Hence Air France-KLM’s plan to develop low-cost Transavia brand, details of which were announced in September, triggering a two-week pilots strike that grounded over half of Air France flights until the main pilot’s union called it off on Sunday.

James Halstead, a consultant at Aviation Strategy, said costly French union agreements on pay and conditions were at the root of its troubles. He and other analysts say buying a ready-made low-cost business is a possible answer.

“Air France wants to have some kind of operation that doesn’t have that sort of legacy environment ... you can see that IAG is treating Vueling as a method of providing growth in a relatively efficient way,” Halstead said.

In the meantime, the action by pilots worried Transavia will suck away jobs and erode their own pay and conditions has killed off any expansion of new Transavia hubs in lower-cost countries such as Portugal.

Analysts are already sceptical that Transavia can deliver the 100 million euros a year of extra underlying profit management is targeting by 2017. Without hubs outside France and the Netherlands, that could be harder.

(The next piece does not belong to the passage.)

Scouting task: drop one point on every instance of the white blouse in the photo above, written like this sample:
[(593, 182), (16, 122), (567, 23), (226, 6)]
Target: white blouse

Although pilots are back at work, they gave no ground on their demands for a single set of pay and conditions for both Air France and Transavia France - something management insisted last week “totally opposes the principles of this model”.

Some analysts also wonder if Air France should not retreat on domestic routes altogether, given Ryanair and easyJet already enjoy strong positions in France and want to expand there.

“There could be a lesson from British Airways, which has recognised that it cannot be all things to all people and has withdrawn from the UK domestic market other than on routes feeding the Heathrow hub,” said John Strickland, an independent aviation analyst.

Air France shares, which closed flat at 7.424 euros, have slumped from a year’s high of near 12 euros set in April. They trade on a multiple of 8.9 times prospective earnings, a discount to a peer group average of 14.4 times, according to Reuters data.

COST REDUCTIONS

Under a programme dubbed Transform 2020, Transavia was earmarked to deliver about 100 million euros a year of extra core earnings before aircraft leasing costs (EBITDAR) by 2017, or more than a quarter of the total 380 million euros targeted, by ramping up to a fleet of 100 aircraft.

The rest of Chief Executive Alexandre de Juniac’s plan involves returning the lossmaking cargo arm to breakeven and improving the profitability of its maintenance division.

Air France-KLM’s EBITDAR in 2013 was 2.77 billion euros.

But Transform 2020 also assumes an overall reduction in costs of 1 to 1.5 percent a year in order to reach a return on capital employed (ROCE) of between 9 and 11 percent by 2017, up from 2.9 percent last year.

It said it would do this partly by negotiating productivity gains with staff, a promise that looks difficult to achieve, at least where pilots are concerned.

“We refuse to let Mr. De Juniac deliver his 11 percent return at the expense of employees,” Christophe Pesenti, an Airbus A320 pilot, told Reuters at a demonstration in Paris.

Nor does full-blooded government backing for any future battle look likely, even though the Air France-KLM board, which includes representatives of 16 percent shareholder the French state, backed de Juniac’s position after his concession on Transavia Europe.

During the strike the Socialist government, faced with poll ratings and rebellious left-wing MPs, showed more desire to end the strike than to put its weight squarely behind management.

Transport Minister Alain Vidalies questioned the wisdom of the Transavia Europe venture, just a day after de Juniac had defended it at the height of the strike.

Hours later de Juniac caved in on hubs outside France, eliminating an important route for achieving possible savings.

“It is still hard to imagine Transavia can be quite as low-cost as easyJet (EZJ.L) or Ryanair, said Halstead. “Especially if they are running it from France.”